Rana Plaza-Einsturz 2013

Vor drei Jahren stürzte in Bangladesh das Fabrikgebäude Rana Plaza ein. Die Katastrophe warf ein Schlaglicht auf die Sicherheitsprobleme in den Textilfabriken des südasiatischen Landes, das nach China weltweit die Nummer zwei der Textilexporteure ist. Sie führte dazu, dass die Kontrollen der Fabrikgebäude verstärkt und die Löhne angehoben wurden. Arbeitnehmervertreter halten dies aber nicht für ausreichend. In den meisten Fabriken seien die Sicherheitsvorkehrungen noch immer ungenügend

"Ich müsste viel investieren - das kann ich nicht"
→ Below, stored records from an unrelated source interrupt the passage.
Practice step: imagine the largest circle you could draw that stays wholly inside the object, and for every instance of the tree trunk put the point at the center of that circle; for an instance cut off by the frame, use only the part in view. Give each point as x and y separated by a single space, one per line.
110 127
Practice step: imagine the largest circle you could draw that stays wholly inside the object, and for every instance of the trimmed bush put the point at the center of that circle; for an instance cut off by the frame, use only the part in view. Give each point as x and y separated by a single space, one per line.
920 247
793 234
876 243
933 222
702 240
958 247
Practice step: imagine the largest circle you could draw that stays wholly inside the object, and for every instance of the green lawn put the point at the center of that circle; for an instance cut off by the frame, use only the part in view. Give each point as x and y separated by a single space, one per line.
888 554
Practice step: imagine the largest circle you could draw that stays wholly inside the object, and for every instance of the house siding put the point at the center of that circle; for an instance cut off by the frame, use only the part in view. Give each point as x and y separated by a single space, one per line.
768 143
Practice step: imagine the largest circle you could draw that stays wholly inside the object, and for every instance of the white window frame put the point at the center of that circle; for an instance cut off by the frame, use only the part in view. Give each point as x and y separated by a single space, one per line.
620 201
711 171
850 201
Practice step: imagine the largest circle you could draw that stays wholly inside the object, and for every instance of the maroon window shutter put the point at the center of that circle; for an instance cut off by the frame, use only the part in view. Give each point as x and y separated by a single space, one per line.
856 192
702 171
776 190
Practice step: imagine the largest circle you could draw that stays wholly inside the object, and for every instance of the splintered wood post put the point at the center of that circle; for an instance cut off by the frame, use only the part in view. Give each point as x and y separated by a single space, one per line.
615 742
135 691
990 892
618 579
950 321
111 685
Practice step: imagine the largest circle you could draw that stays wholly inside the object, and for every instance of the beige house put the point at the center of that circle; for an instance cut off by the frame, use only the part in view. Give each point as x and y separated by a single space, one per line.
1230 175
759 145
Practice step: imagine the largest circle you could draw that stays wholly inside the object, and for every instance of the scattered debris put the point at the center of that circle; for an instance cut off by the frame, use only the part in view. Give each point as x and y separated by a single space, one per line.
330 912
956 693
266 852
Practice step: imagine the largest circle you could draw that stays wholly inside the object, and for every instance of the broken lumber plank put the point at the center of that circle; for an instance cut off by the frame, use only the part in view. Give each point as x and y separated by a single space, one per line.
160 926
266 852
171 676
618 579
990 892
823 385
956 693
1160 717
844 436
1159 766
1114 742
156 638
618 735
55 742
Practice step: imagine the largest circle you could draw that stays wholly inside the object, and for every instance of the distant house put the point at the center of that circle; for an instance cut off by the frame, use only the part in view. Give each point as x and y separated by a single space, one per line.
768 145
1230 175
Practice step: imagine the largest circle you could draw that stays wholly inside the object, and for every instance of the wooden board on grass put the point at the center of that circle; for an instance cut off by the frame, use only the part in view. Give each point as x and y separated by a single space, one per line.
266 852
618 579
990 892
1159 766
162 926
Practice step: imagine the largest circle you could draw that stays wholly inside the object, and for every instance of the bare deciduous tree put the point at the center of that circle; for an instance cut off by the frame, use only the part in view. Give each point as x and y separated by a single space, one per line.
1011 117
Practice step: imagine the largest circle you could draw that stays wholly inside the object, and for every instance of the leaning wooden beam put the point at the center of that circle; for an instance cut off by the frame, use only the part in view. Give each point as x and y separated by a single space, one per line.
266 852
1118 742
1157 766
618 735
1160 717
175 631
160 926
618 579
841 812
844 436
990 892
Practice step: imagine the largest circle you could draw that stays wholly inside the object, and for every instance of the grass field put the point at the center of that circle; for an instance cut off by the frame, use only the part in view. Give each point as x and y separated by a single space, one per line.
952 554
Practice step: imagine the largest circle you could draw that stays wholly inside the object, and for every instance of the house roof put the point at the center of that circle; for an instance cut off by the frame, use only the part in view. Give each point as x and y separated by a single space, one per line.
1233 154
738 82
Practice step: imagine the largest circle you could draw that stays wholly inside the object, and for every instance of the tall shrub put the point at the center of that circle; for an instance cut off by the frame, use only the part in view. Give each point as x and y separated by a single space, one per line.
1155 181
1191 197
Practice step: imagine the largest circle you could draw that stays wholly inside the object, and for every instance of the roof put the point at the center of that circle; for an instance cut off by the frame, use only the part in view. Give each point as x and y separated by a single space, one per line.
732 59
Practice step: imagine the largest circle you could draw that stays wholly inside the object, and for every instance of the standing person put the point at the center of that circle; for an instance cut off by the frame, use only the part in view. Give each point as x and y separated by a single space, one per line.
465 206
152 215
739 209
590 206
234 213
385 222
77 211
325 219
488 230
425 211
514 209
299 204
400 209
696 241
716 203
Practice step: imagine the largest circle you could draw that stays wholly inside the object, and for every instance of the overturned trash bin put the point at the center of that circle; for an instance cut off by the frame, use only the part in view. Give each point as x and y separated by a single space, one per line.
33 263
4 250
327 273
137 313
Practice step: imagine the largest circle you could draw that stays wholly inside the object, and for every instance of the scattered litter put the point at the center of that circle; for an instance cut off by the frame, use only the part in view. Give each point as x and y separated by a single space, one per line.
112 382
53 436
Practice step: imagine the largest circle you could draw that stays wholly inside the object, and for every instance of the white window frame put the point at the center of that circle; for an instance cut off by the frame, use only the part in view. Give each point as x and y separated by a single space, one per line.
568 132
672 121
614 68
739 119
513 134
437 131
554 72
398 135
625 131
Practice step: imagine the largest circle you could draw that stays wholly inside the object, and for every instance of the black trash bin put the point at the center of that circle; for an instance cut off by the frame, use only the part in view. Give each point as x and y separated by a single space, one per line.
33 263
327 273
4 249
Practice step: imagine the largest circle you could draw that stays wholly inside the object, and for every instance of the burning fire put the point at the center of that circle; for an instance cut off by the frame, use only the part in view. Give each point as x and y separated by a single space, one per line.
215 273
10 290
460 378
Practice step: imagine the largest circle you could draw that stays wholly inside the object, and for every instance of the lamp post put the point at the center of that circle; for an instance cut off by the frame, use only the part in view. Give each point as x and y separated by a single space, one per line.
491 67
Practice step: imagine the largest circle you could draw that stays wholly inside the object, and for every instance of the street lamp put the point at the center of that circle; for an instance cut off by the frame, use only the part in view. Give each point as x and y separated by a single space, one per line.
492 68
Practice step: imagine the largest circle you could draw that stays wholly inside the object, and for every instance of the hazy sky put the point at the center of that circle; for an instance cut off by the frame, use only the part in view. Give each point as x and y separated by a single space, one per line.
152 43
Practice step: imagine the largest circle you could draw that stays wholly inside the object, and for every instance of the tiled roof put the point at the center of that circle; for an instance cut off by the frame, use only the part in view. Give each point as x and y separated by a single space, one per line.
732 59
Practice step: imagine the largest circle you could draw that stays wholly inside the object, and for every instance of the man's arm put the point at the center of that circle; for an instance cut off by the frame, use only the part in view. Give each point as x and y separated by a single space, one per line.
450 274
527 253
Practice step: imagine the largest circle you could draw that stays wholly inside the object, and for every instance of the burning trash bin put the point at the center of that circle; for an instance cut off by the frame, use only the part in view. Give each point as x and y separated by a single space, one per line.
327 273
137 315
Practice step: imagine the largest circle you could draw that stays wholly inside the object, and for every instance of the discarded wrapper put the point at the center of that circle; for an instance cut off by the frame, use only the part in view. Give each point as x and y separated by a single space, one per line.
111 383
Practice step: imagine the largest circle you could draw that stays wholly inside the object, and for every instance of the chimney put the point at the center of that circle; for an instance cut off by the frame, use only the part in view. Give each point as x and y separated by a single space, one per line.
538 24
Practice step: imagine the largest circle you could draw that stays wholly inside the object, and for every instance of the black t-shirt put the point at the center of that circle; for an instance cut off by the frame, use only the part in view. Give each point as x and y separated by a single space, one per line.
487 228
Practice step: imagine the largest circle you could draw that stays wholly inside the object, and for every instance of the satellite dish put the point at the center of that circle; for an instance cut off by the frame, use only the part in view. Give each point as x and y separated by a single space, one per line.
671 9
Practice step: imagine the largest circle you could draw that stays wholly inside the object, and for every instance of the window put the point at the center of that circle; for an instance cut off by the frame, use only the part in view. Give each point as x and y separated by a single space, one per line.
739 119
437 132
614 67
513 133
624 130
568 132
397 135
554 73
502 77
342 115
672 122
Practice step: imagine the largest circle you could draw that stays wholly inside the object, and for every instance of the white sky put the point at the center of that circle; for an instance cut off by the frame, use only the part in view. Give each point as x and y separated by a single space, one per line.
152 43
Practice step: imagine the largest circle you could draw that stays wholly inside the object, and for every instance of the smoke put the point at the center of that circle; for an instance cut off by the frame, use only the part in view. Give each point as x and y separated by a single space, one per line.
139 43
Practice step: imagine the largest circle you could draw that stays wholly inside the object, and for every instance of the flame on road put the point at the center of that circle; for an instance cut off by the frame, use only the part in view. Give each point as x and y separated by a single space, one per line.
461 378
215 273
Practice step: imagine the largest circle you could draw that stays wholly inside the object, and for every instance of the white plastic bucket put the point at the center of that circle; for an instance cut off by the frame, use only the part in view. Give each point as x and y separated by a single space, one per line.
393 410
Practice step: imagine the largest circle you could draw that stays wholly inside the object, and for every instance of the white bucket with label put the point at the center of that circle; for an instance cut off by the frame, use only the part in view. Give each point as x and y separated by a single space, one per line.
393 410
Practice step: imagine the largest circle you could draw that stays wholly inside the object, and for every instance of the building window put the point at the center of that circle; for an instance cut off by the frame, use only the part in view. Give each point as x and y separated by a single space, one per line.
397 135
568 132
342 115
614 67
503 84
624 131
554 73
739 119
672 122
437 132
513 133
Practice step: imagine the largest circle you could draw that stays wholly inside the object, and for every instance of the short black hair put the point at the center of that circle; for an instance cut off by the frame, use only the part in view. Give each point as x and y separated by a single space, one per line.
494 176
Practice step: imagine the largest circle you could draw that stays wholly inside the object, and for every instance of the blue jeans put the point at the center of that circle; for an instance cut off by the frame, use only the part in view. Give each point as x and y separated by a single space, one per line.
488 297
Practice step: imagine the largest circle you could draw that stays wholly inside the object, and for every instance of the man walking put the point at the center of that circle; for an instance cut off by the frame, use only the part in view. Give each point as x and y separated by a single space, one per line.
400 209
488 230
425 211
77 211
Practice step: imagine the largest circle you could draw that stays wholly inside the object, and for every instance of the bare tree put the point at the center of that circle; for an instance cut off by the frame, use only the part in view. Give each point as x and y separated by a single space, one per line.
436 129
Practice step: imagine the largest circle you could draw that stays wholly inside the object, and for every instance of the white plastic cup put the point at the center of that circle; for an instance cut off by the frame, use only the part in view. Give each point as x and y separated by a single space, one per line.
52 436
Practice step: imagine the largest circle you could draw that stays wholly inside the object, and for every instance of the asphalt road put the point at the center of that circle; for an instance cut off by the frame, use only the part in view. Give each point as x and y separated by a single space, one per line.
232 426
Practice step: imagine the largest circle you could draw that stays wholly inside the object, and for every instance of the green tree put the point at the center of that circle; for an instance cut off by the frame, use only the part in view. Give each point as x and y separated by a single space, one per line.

Genau wie das Rana Plaza ist auch das Gebäude, in dem Mannan produzieren lässt, eigentlich ein Geschäftshaus und kein Fabrikgebäude. "Auch für die anderen Sicherheitsanforderungen müsste ich viel investieren. All die Inspektionen, neue Beleuchtung, ein neues Eingangstor, Notausgänge. Das kann ich nicht", sagt Mannan. "Also machen sie keine Geschäfte mehr mit mir."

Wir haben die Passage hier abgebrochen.